In navolging van het thema bedrijfsvoering in hoofdstuk 3 gaan we het gesprek aan met zorgaanbieders met een lager kostenniveau. Op basis van een analyse van jaarrekeningen en kostengegevens blijkt dat er zorgaanbieders zijn die vanwege een laag kostenniveau financieel goed uitkomen met het afgesproken tarief. Het jaarverslag van zorgaanbieders geeft ons inzicht in de kostenopbouw en het resultaat van een zorgaanbieder. Onder historisch lagere kosten verstaan we zorgaanbieders die qua kostenpercentage ruim onder het 75% percentiel zitten en een hoog positief resultaat behalen. Vanuit de maatschappelijke plicht om de zorgkosten laag te houden, gaan we met deze zorgaanbieders in gesprek over de financiële situatie en de redenen hoe deze lagere kosten zijn ontstaan. We betrekken hierbij de jaarrekeningen 2022 en zo mogelijk ook de jaarrekening van 2023 of een conceptjaarrekening van dat jaar. In dat laatste geval maken we een voorbehoud om op de uitkomst van het gesprek terug te komen als de definitieve jaarrekening 2023 daartoe aanleiding geeft.

Met geselecteerde zorgaanbieders, waarvan blijkt dat zij een lager kostenniveau hebben, gaan we in de maanden augustus en september 2024 graag in gesprek over de wijze waarop zij de lagere kosten weten te realiseren en of ze bereid zijn hun werkwijze met anderen te delen.

Daar waar uit het gesprek met de zorgaanbieder blijkt dat het lagere structurele kostenniveau ontstaat doordat zorg en de organisatie anders vormgegeven worden, bijvoorbeeld het werken met lager geschoold personeel, het bieden van een beperkt zorgpalet, historisch lagere kosten of onvoldoende aansluiten op de regionale visie en samenwerking kan dat een reden zijn om in overleg een lager tarief af te spreken.

Het resultaat van dit gesprek kan leiden tot een tariefpercentage dat tenminste 2% lager is dan het richttariefpercentage 2025. De betreffende zorgaanbieders horen begin juli of wij met hen het gesprek aangaan. Dit gesprek heeft voor eind september 2024 plaatsgevonden.

Zorgaanbieders die geen actieve bijdrage leveren aan een regionale opgave, zoals opgenomen in het regiobeeld

Elke zorgkantoorregio heeft zijn eigen karakteristieken en uitdagingen. Wij hebben daarom de afgelopen jaren de nadruk gelegd op het samen met de regio ontwikkelen van een regiobeeld.
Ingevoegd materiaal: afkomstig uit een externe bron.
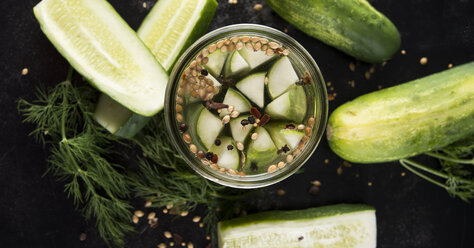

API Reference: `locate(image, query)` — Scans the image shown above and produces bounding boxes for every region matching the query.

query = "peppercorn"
[248,116,255,124]
[206,152,214,160]
[179,123,188,133]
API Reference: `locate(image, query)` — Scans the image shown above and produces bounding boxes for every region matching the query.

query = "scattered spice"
[420,57,428,65]
[258,114,270,127]
[285,124,295,129]
[179,123,188,133]
[249,107,262,118]
[349,61,355,71]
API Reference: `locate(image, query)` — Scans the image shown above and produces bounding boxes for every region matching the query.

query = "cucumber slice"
[209,136,240,170]
[94,94,150,139]
[33,0,168,116]
[265,122,304,152]
[220,89,252,116]
[218,204,377,248]
[137,0,217,72]
[235,72,265,108]
[265,86,307,122]
[229,115,254,143]
[224,50,250,77]
[268,56,298,99]
[245,127,278,174]
[197,108,224,149]
[204,49,229,77]
[239,48,276,70]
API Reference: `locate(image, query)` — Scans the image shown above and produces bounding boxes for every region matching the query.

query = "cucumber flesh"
[224,50,250,77]
[33,0,168,116]
[265,122,304,152]
[245,127,278,174]
[229,115,254,143]
[204,49,229,77]
[209,136,240,170]
[197,108,224,149]
[268,56,298,99]
[235,71,265,108]
[220,89,251,116]
[239,48,276,70]
[265,86,307,122]
[218,204,377,248]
We hebben hiervoor verschillende regionale bijeenkomsten georganiseerd. Samen met de zorgaanbieders benoemden we regionale speerpunten waar we de komende jaren in de regio aan werken. Voor het uitwerken van sommige speerpunten, zijn regionale werkgroepen geformeerd. We hebben gezien dat sommige zorgaanbieders zich hierbij minder actief opstellen dan andere zorgaanbieders. Wij zijn van mening dat we bij zorgaanbieders die zich minder inspannen voor de regio een lager tariefpercentage toe kunnen passen.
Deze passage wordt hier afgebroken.